Question

Consider the air over a city to be a box 100km on a side that reaches up to an altitude of 1.0 km. Clean air is blowing into the box along one of its sides with a speed of 4 m/s. Suppose an air pollutant with a reaction rate k=0.20/hr is emitted into the box at a total rate of 10.0kg/s. Find the steady-state concentration if the air is assumed to be completely mixed.

Answer 1

Explanation:

It is known that equation for steady state concentration is as follows.

            $C_{a} = \frac{QC}{Q + kV}$

where,   Q = flow rate

              k = rate constant

              V = volume

              C = concentration of the entering air

Formula for volume of the box is as follows.

                 V = $a^{2}h$

                    = $100 \times 100 \times 1$

                    = $10000 km^{3}$

Now, expression to determine the discharge is as follows.

                  Q = Av

                      = $100 \times 1 \times \frac{4 m}{s} \times \frac{km}{1000 m}$

                      = 0.4 $km^{3}/s$

And,    m (loading) = 10kg/s,

           k = 0.20/hr

as   1 $km^3 = 10^{12}$ L (if u want kg/L as concentration)

Now, calculate the concentration present inside as follows.

     $C_{in} = \frac{10kg/s}{0.4 km^3/s}$

                 = 25 $kg/km^3$

Now, we will calculate the concentration present outwards as follows.

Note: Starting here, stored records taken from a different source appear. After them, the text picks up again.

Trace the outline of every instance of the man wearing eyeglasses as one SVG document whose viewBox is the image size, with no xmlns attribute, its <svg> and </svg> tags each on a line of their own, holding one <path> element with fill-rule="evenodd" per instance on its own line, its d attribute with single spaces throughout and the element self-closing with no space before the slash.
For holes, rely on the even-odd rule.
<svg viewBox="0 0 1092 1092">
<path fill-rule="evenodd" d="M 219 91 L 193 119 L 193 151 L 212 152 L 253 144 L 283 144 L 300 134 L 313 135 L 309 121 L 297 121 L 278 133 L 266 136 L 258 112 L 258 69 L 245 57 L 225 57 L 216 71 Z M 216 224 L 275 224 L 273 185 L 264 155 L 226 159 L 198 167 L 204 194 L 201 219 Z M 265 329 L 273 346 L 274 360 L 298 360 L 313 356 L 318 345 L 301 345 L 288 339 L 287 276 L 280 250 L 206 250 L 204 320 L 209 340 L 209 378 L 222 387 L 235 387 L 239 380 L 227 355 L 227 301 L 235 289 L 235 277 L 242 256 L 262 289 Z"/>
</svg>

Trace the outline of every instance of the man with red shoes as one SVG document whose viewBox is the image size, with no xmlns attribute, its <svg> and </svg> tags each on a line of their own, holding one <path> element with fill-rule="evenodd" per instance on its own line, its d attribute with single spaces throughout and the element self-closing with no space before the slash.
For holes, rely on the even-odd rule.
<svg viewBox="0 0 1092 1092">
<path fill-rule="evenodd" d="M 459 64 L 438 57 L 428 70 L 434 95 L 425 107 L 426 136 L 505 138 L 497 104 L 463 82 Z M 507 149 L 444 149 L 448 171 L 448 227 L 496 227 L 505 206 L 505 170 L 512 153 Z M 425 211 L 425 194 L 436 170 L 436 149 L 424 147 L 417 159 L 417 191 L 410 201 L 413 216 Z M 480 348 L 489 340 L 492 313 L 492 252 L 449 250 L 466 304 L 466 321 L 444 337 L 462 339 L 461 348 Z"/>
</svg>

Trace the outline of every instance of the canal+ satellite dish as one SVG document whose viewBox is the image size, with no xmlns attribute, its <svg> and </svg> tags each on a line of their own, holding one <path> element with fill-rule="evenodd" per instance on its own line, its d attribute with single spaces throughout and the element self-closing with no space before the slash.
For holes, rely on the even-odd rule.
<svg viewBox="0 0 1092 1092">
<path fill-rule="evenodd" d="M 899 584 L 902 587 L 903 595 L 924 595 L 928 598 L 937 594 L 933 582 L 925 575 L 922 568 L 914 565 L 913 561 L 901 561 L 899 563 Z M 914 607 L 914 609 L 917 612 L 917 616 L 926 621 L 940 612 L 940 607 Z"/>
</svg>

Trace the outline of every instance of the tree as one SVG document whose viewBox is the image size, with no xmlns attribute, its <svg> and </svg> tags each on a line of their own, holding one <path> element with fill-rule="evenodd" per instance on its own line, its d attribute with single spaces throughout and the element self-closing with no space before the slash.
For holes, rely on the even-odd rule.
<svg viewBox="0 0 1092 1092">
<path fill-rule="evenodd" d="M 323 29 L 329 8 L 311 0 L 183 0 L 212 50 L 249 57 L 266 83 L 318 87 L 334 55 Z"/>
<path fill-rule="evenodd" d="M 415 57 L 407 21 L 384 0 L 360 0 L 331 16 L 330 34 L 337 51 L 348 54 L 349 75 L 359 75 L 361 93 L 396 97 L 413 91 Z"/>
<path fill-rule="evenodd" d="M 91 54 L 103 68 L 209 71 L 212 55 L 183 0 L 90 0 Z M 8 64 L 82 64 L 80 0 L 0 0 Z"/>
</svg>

       $C_{out} = {C_{in}}{(1 + k \times t)}$,

and,      t = $\frac{V}{Q}$

               = 25000 s or 6.94 hr

Hence,   $C_{out} = \frac{25}{(1 + 0.20 \times 6.94)}$

                         = 10.47 $kg/km^3$

Thus, we can conclude that the the steady-state concentration if the air is assumed to be completely mixed is $C_{out} = 10.47 kg/km^3$ and $C_{in} = 25 kg/km^3$ .